It’s no surprise that Republicans want to halt the march to historic health-care reform with any calumny they can muster. But their latest attack on the new Senate deal—the charge that allowing Americans aged 55 to 64 to buy into Medicare would lead the country to a single-payer system—is as laughable as it is misguided. It’s ironic that this shameful stone is being hurled by the nation’s most prominent life-long recipient of government-run health care: John McCain.
McCain’s invocation of the single-payer libel is particularly galling, since he’s been on government-run health care practically his entire adult life.
There’s only one thing you need to know to understand why the GOP single-payer charge is a hoax: The Democrats’ proposed health-care reform represents the biggest subsidized expansion of private-insurance coverage in American history. Let me repeat that: The Democrats’ proposed health-care reform represents the biggest subsidized expansion of private-insurance coverage in American history. This choice was made by Barack Obama at the start, when the president said we should build on what works in today’s system, plugging gaps in coverage while reining in costs. The Senate and House bills thus devote more than $400 billion over 10 years to subsidize the purchase of new private-insurance policies. Can the road to single-payer really be paved with massive new markets (and profits) for the insurance industry?
McCain’s invocation of the single-payer libel is particularly galling, since he’s been on government-run health care practically his entire adult life: first in the military; then as a veteran; then as a member of Congress, where for over 25 years he’s enjoyed the same choice of private-insurance plans that the new Senate compromise would make available to ordinary Americans.
Suppose McCain had been voted out of office in 1992 after the Keating Five savings-and-loan scandal sullied his reputation. He was then 56 years old. And suppose that McCain didn’t have his wife’s enormous wealth to insulate him from the exorbitant health premiums a man with his pre-existing conditions would have faced. Or that he couldn’t go back to work and enjoy access to group health coverage at the giant beer distributorship his wife’s family owns (where McCain worked before he first ran for public office). In such circumstances, you can bet McCain would have been grateful for the chance buy into Medicare to protect himself and his family from medical and financial ruin.
If every aging, displaced worker in America had McCain’s incumbency or inherited wealth to fall back on, it’s true—the ability to buy into Medicare would be superfluous. But most Americans aren’t in the Senate or married to an heiress. For most Americans, losing a job (and health coverage) in your late 50s or early 60s spells catastrophe. For McCain to set aside the obvious empathy he must feel for this vulnerable group in order to score cheap political points is dishonorable.

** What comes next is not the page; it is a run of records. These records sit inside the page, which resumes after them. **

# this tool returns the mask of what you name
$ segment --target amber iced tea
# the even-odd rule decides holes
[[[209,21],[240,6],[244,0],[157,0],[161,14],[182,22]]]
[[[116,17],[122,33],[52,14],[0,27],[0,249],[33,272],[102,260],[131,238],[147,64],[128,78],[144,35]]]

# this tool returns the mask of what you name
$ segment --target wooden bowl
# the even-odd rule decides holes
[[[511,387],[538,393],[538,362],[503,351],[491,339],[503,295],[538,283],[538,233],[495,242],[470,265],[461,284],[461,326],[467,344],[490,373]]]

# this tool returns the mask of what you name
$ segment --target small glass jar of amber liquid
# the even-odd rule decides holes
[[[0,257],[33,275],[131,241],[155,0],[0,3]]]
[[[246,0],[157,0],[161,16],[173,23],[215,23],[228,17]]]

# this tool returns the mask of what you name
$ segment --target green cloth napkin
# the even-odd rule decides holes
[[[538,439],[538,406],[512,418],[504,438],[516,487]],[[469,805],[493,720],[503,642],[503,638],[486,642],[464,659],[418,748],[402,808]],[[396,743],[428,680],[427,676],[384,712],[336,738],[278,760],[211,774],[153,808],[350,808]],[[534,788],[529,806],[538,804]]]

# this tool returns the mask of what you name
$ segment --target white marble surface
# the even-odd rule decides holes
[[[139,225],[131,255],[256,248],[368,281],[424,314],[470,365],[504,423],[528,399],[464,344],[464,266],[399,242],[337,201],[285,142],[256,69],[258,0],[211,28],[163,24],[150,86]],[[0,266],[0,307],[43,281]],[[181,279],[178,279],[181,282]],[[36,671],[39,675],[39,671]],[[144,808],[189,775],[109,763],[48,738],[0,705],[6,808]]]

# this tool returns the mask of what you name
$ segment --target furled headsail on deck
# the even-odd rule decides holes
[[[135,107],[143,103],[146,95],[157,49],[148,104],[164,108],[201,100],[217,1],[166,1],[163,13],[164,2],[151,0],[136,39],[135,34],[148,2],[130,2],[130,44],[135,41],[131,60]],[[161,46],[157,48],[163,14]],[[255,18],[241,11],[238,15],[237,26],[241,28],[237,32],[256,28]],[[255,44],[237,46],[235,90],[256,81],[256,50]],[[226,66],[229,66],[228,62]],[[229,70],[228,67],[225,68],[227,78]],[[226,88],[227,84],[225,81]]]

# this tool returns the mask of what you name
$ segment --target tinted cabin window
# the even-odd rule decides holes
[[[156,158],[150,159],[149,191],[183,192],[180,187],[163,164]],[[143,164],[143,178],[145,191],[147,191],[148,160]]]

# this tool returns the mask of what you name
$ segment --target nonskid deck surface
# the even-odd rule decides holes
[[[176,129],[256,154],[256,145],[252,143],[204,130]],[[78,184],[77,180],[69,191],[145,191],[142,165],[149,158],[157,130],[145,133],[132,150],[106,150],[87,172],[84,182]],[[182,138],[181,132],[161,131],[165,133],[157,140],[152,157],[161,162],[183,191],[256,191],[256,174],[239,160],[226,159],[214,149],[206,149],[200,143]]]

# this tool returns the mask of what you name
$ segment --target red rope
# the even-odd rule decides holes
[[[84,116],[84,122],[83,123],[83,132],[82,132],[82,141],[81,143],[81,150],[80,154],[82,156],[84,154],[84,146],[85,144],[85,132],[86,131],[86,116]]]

But then that’s pretty much what Republican health-care opposition now comes down to. With one damning exception aside—their indefensible refusal to fix our broken malpractice system for fear of offending their paymasters in the plaintiff’s bar—Democrats have struggled to expand coverage, boost quality, and craft reforms that could bend the cost curve over time. In other words, Democrats have been struggling to govern. Republicans, by contrast, sit back and take pot shots at whatever emerges, giddy with the freedom that comes from having no responsibility for anything but their own thirst to return to power. A week ago, Republicans were against cutting Medicare, saying it would endanger senior citizens, and now they're against expanding it. If you see no way to bridge these two views besides political opportunism, you're beginning to understand modern GOP political philosophy.
According to the Republicans’ current logic, if letting 55 to 64 year olds buy into Medicare is a threat, why doesn’t the GOP ask for Medicare eligibility to be moved back to age 75? That would keep us safe from socialism. Or better yet, repeal the damn thing altogether! Then we’d be back in the capitalist glory days of the early 1960s, when elderly Americans were routinely ruined by medical costs because private insurers wouldn’t go near them.
So don’t let the GOP assault confuse you: Far from leading us toward single-payer, Democrats are poised to deepen the central role private insurers play in American health care. For the multitudes of near-elderly Americans who aren’t married to Cindy McCain, however, and whom private insurers would otherwise shun, an early Medicare buy-in is a modest lifeline that can help avoid immense and unnecessary suffering.
Matt Miller, a former Clinton White House aide and senior fellow at the Center for American Progress, is the host of the public radio program Left, Right & Center and the author of The Tyranny of Dead Ideas. In recent years he has given paid speeches or paid advice to doctor groups, hospitals, pharmaceutical firms, and insurance companies, as well as to low-income advocacy groups promoting universal coverage.